18. With respect to the interest bearing funds taken by the assessee, he pointed out that it has been submitted to the ld. CIT(A) that the entire interest expenditure was incurred in relation to overdraft facility obtained by the company and it was further explained that overdraft facility is to meet working capital requirement of the business and in no case it can be said that the funds were utilized for non-business purpose.
Our attention was also drawn to the submissions made by the assessee before the ld. CIT(A) that all the advances were given for purchase of land for the said business of the assessee, and therefore also there was no occasion to make any addition of interest expenditure on making such interest free advances.

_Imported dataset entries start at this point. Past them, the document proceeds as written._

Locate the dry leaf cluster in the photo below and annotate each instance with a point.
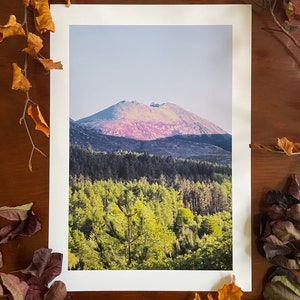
(280, 233)
(39, 10)
(229, 292)
(32, 282)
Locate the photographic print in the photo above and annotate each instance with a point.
(149, 134)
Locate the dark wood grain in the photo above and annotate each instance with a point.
(275, 113)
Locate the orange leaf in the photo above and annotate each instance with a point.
(285, 145)
(35, 44)
(49, 64)
(40, 124)
(42, 16)
(20, 82)
(209, 296)
(230, 292)
(11, 28)
(197, 297)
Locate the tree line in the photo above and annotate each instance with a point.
(130, 166)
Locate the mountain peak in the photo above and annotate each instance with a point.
(139, 121)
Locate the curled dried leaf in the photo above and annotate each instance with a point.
(35, 44)
(40, 124)
(11, 28)
(230, 291)
(197, 297)
(287, 146)
(49, 64)
(20, 82)
(16, 213)
(42, 16)
(294, 188)
(68, 3)
(57, 291)
(18, 288)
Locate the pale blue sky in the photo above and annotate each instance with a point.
(187, 65)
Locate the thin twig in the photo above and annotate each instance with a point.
(280, 26)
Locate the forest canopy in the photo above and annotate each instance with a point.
(162, 213)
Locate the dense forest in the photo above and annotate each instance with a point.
(160, 213)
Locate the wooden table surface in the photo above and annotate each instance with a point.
(275, 113)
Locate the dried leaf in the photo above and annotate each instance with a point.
(40, 124)
(68, 3)
(285, 230)
(42, 16)
(285, 145)
(26, 3)
(49, 64)
(255, 146)
(16, 287)
(294, 188)
(197, 297)
(24, 228)
(58, 291)
(282, 284)
(20, 82)
(17, 213)
(47, 266)
(209, 296)
(35, 44)
(230, 292)
(11, 28)
(39, 262)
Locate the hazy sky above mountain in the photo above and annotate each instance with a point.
(190, 66)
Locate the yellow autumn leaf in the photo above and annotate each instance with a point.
(20, 82)
(230, 292)
(35, 44)
(197, 297)
(26, 2)
(42, 16)
(36, 115)
(11, 28)
(49, 64)
(287, 146)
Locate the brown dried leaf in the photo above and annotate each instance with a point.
(26, 3)
(294, 188)
(11, 28)
(39, 262)
(20, 82)
(42, 16)
(49, 64)
(255, 146)
(17, 213)
(68, 3)
(285, 145)
(35, 44)
(57, 291)
(18, 288)
(24, 228)
(230, 292)
(36, 115)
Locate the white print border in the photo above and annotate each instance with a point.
(239, 17)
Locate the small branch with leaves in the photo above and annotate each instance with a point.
(39, 10)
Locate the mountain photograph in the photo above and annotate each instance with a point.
(150, 186)
(150, 180)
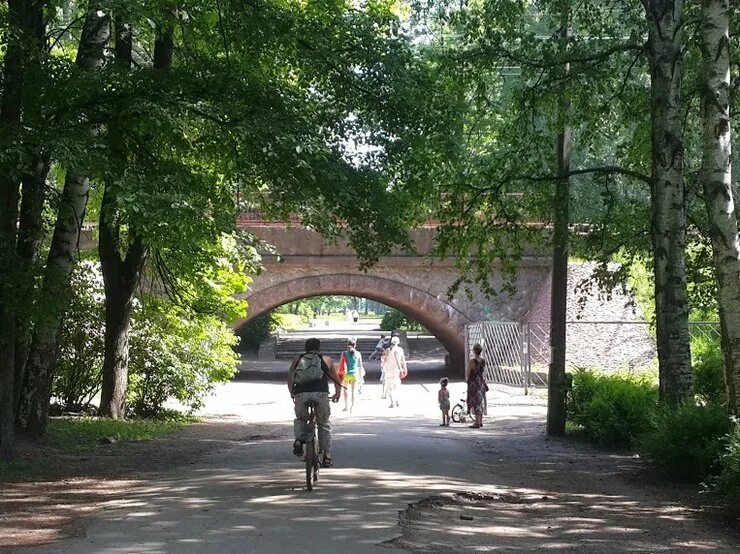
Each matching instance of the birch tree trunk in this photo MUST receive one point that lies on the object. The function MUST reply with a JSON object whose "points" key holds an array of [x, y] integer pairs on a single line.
{"points": [[716, 180], [556, 382], [668, 198], [54, 296], [30, 227], [10, 121], [122, 275]]}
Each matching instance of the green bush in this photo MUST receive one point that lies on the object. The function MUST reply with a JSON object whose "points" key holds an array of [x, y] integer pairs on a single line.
{"points": [[174, 352], [687, 442], [707, 366], [288, 321], [728, 482], [179, 355], [395, 320], [78, 377], [255, 332], [611, 409]]}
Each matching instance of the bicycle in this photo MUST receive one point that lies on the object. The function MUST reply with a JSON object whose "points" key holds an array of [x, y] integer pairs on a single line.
{"points": [[312, 448], [460, 412], [312, 455]]}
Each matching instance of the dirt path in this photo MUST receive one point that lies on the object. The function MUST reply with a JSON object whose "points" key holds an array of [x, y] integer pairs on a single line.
{"points": [[231, 486]]}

The contention of the assessee as above before the ld. CIT(A) has been reproduced at page no.56 of the order and was pointed to us during the course of hearing.
The ld. DR was unable to controvert the contentions of the assessee on the above finding of the ld. CIT(A) as noted above by us. He merely relied on the order of the AO.
19. Having heard both the parties, we see no reason to interfere in the order of the ld. CIT(A) who has deleted the disallowance of interest under section 36(1)(iii) of the Act giving factual finding, which have remained uncontroverted by the Revenue before us as under:
i) Interest bearing funds were not found by the AO to be utilized for non-business purpose;
ii) Interest free advances given by the assessee were made in the course of business of the assessee.
In view of the above, order of the ld. CIT(A) deleting the addition of interest under section 36(1)(iii) of the Act is upheld. This ground of appeal of the Revenue raised as Ground No.2 in A.Y. 2010-11, 2011-12 & 2013-14 is dismissed.
20. In the result, all the appeals of the Revenue are dismissed, all the cross objections filed by the assessee are also dismissed.
Order pronounced in the Court on 21st July, 2023 at Ahmedabad.